The Troubled Asset Relief Program in 2008, the American Recovery and Reinvestment Act of 2009, and the Tax Relief, Unemployment Insurance Reauthorization, and Job Creation Act of 2010 successively helped the U.S. economy turn itself around. These three measures came at crucial times when the economy was facing the prospect of experiencing serious damage unless policymakers took decisive, targeted, and quick actions.

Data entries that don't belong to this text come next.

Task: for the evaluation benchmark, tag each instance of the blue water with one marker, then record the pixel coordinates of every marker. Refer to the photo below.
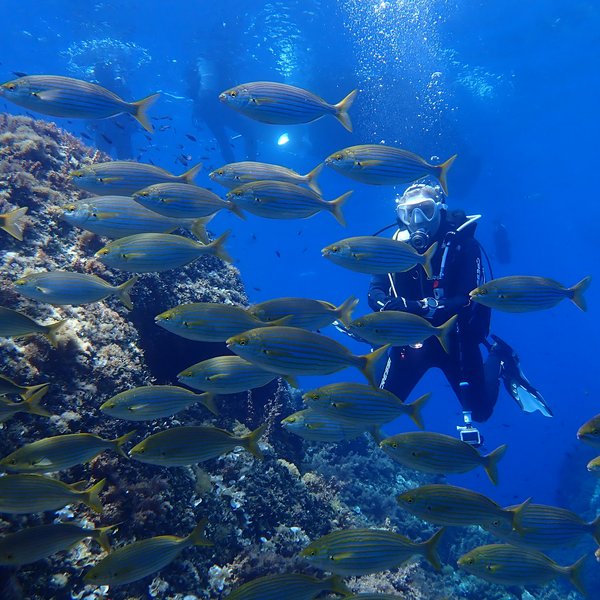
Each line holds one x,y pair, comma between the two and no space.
511,86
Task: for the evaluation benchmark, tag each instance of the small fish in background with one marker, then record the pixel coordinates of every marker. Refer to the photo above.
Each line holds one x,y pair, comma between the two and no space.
144,557
524,293
13,222
509,565
59,96
282,104
376,164
15,324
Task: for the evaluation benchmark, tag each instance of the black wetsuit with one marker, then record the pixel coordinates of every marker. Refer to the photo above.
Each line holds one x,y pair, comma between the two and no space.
464,363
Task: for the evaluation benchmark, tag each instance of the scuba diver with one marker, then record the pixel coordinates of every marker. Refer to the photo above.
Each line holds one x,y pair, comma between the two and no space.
423,218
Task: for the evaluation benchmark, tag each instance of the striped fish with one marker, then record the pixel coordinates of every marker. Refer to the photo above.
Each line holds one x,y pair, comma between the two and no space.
444,504
304,312
31,405
378,256
35,543
438,453
70,98
208,321
522,293
183,201
357,403
376,164
154,402
400,328
316,427
589,432
354,552
63,287
13,222
61,452
9,388
156,252
125,177
120,216
24,493
509,565
225,375
235,174
282,104
295,351
184,446
545,527
282,200
291,586
16,324
144,557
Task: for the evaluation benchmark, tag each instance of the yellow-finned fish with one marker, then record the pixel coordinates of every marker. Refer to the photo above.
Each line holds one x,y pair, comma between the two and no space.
13,222
509,565
184,446
523,293
305,312
157,252
400,328
31,405
144,557
378,256
438,453
295,351
25,493
61,452
377,164
35,543
16,324
589,432
288,586
355,552
283,104
64,287
235,174
70,98
154,402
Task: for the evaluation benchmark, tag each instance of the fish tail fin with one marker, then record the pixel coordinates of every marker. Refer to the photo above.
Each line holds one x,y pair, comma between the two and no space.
341,110
336,208
33,403
190,174
344,310
218,248
575,575
369,363
208,399
53,329
444,331
13,222
415,410
491,463
197,537
121,441
336,585
430,552
577,290
141,108
251,441
443,172
123,292
428,256
311,178
91,497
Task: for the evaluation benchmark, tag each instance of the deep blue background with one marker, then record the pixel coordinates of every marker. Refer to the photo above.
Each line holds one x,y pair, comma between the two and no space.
511,86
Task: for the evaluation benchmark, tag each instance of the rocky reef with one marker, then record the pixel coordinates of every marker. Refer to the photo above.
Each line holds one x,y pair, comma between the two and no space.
260,513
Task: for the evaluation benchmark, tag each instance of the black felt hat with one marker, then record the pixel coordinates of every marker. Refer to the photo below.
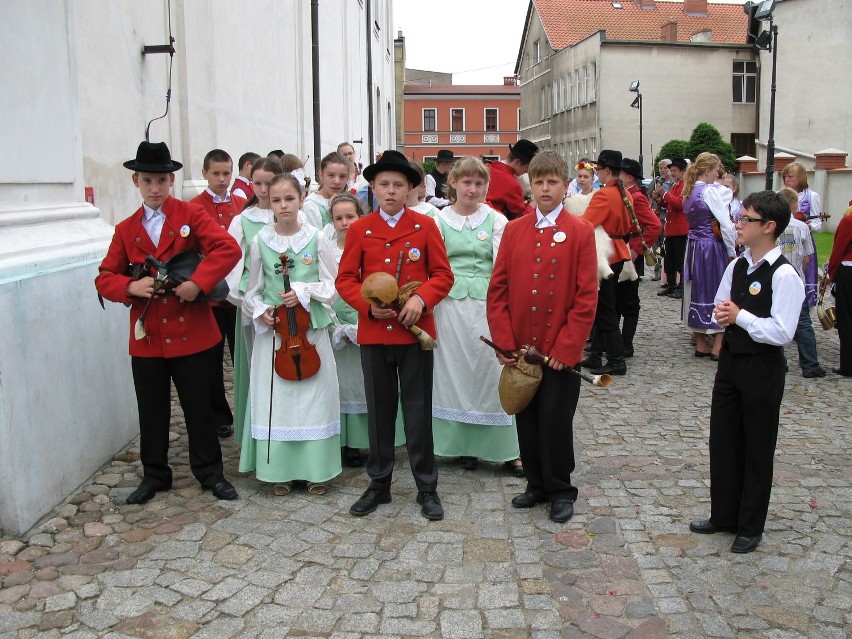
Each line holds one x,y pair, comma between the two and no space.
523,150
445,156
392,161
610,159
153,157
632,167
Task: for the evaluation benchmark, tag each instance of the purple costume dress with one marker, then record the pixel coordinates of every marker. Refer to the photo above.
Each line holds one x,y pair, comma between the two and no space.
706,259
811,275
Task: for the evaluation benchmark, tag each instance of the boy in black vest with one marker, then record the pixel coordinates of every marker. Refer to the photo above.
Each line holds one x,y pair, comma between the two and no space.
758,304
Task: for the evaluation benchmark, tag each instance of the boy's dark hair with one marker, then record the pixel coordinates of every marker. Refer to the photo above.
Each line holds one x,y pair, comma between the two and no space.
249,157
217,155
772,207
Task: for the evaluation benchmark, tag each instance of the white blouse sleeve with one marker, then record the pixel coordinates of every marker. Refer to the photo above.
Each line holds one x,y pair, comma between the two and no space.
324,290
253,304
719,201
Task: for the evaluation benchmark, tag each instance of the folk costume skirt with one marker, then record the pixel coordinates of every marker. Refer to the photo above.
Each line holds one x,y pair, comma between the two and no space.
467,419
305,441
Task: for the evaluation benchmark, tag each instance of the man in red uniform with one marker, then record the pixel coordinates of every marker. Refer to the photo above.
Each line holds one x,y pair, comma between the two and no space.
222,208
504,191
627,291
677,229
181,333
542,293
396,240
607,210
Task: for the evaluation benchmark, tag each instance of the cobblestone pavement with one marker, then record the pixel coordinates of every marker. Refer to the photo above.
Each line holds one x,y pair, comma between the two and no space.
187,565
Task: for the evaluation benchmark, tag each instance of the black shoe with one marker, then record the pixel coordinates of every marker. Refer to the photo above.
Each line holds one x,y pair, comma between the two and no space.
528,500
705,527
352,457
469,463
592,361
144,493
743,545
614,366
430,505
224,490
369,501
561,510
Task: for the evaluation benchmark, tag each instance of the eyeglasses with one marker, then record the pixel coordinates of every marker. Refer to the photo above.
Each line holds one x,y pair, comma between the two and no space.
745,219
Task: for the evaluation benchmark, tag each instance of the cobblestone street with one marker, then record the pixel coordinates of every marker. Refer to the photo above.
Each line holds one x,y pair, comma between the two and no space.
187,565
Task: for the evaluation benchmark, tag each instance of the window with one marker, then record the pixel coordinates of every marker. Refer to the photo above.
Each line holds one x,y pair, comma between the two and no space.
491,123
745,82
591,92
429,120
456,119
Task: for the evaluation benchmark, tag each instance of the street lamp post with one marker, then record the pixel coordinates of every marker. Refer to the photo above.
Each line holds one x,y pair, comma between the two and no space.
637,104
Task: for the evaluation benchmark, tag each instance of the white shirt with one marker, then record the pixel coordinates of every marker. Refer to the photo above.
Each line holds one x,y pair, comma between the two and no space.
543,221
392,219
153,222
788,294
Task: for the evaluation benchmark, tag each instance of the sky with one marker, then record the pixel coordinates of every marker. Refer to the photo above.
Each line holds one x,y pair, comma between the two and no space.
475,40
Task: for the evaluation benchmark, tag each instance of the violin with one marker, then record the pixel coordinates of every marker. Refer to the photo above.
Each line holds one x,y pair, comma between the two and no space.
296,359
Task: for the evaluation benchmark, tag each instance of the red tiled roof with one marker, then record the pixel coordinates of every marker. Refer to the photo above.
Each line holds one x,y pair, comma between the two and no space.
566,22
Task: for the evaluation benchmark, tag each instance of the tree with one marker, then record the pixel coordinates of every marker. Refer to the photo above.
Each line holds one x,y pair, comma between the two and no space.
706,138
671,150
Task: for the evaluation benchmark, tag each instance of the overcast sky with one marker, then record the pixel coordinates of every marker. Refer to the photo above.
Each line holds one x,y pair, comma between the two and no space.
475,40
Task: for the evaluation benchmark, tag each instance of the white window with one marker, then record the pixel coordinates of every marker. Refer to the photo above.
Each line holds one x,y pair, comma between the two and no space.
492,122
429,120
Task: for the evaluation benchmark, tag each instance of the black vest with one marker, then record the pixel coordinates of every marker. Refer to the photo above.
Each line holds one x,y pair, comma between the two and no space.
440,184
753,293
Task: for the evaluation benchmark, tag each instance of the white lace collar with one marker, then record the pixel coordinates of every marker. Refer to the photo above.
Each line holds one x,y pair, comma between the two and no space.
281,243
456,221
257,214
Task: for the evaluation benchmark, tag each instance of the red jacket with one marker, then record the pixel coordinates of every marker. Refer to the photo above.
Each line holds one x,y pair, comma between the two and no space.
543,292
504,191
842,250
648,220
174,328
607,209
371,246
676,223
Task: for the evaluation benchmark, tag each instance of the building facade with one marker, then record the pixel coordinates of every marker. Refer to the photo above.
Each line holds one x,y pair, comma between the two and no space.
578,58
240,79
466,119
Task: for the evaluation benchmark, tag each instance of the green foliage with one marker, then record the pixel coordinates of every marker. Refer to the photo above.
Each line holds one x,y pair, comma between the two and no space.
706,138
671,150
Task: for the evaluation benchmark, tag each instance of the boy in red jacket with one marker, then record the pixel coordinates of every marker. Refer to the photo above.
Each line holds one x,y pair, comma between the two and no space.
543,293
390,355
181,333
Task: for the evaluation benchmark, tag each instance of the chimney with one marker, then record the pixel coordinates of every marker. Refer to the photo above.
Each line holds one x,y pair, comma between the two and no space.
668,32
695,7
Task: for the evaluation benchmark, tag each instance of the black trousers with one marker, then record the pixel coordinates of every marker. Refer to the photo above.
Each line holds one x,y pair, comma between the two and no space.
546,435
607,333
389,370
743,431
675,254
843,301
152,377
226,319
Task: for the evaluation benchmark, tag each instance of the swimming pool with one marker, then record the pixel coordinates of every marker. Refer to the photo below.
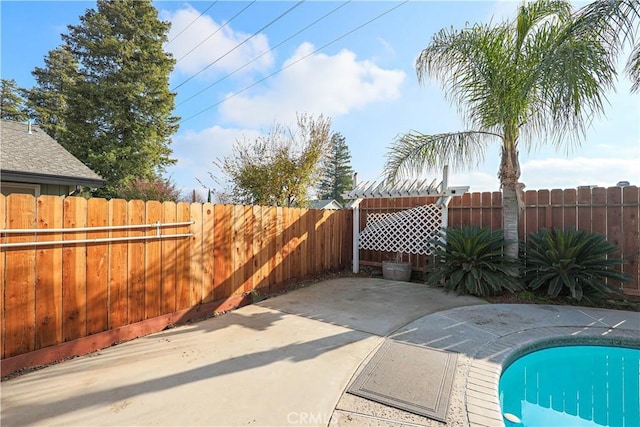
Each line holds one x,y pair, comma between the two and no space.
573,385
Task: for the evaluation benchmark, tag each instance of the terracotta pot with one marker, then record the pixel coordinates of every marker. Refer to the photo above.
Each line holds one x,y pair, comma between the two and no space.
400,271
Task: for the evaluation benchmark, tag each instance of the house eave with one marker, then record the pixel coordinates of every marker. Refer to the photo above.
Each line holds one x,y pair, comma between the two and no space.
35,178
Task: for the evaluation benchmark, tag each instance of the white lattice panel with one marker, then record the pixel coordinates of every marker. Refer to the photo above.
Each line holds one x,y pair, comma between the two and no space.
407,231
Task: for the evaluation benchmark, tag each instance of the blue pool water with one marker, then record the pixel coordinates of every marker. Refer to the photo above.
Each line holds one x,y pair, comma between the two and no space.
573,386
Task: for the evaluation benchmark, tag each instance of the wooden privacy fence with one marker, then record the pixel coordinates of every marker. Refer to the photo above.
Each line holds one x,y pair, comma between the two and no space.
57,293
612,212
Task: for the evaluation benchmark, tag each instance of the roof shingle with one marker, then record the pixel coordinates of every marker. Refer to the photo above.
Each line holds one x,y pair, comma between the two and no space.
37,154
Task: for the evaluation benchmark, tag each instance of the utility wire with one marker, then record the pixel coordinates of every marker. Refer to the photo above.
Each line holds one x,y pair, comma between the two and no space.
263,53
243,42
191,23
216,31
293,63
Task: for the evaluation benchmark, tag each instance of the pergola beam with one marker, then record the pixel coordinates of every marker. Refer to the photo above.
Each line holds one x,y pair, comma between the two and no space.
407,188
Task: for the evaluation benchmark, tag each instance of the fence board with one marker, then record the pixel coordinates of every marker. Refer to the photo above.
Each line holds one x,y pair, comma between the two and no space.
455,212
249,259
74,272
570,214
265,271
222,251
20,278
207,249
614,213
97,268
135,271
599,211
476,210
557,213
631,233
279,244
272,244
168,302
496,213
304,242
257,278
48,290
237,244
196,260
3,270
153,262
296,270
486,210
118,312
183,270
530,213
544,210
584,209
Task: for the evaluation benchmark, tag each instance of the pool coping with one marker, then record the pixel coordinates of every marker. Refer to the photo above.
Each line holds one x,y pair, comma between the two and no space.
481,392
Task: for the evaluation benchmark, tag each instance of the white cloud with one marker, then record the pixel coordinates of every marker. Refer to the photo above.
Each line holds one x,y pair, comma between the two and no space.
196,152
319,84
555,172
223,41
477,181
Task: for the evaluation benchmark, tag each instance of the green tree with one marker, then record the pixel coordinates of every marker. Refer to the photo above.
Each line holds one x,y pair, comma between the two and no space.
104,94
531,80
278,169
55,85
156,188
12,101
337,175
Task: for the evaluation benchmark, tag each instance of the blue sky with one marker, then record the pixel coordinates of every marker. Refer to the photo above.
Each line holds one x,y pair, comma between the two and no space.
365,81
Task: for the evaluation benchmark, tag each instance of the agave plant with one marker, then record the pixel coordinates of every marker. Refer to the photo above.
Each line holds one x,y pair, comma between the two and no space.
471,260
571,261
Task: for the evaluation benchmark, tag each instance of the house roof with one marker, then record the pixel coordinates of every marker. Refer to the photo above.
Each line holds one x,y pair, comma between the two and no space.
324,204
37,158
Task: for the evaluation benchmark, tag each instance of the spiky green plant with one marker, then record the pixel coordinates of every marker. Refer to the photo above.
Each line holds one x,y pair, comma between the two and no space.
571,261
540,78
471,260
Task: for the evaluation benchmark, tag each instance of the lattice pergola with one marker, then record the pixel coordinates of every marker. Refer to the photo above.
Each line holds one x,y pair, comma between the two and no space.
407,231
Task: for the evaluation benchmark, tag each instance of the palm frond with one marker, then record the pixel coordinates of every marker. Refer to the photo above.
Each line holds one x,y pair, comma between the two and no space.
614,23
415,152
633,68
531,15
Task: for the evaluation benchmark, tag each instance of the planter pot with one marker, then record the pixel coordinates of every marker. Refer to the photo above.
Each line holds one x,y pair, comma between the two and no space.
399,271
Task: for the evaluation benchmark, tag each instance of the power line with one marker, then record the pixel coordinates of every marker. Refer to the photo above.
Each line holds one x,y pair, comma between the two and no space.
243,42
191,23
293,63
216,31
264,53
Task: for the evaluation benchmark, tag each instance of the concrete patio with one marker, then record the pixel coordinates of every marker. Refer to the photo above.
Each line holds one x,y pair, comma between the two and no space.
289,359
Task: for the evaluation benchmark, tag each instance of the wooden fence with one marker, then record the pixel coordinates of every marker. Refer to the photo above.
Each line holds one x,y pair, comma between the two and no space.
612,212
60,293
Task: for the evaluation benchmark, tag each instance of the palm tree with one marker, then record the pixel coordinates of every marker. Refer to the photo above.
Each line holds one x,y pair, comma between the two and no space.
614,22
532,80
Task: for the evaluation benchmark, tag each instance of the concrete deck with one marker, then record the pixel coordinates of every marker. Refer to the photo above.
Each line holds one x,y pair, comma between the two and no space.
288,360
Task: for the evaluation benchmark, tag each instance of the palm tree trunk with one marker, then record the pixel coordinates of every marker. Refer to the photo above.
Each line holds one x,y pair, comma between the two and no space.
509,174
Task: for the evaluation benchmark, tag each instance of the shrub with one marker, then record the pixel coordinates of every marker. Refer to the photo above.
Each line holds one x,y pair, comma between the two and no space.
571,262
155,188
471,261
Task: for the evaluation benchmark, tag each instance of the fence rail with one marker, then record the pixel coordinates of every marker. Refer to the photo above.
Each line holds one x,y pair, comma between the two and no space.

The Troubled Asset Relief Program was enacted in October 2008 so that the federal government could use $700 billion to stabilize the struggling financial system. Much of the first half of that money was spent injecting cash into troubled banks during the final months of 2008, ensuring that our financial system did not collapse. The American Recovery and Reinvestment Act was enacted in February 2009, implementing a series of tax cuts and spending measures that totaled $787 billion for almost two years through the end of 2010. Additional unemployment insurance and Social Security benefits started to flow almost immediately due to the Recovery Act, while it took until the summer of 2009 for infrastructure spending to start. Congress then enacted new payroll tax cuts and continued extended unemployment insurance benefits in December 2010 as the Recovery Act’s benefits ran out.
The result: Financial markets, the economy, and the labor market started to improve quickly after each measure had been passed and money started coming to key struggling markets. These three policy measures did exactly what they were meant to do—policymakers acted to avoid worsening economic conditions.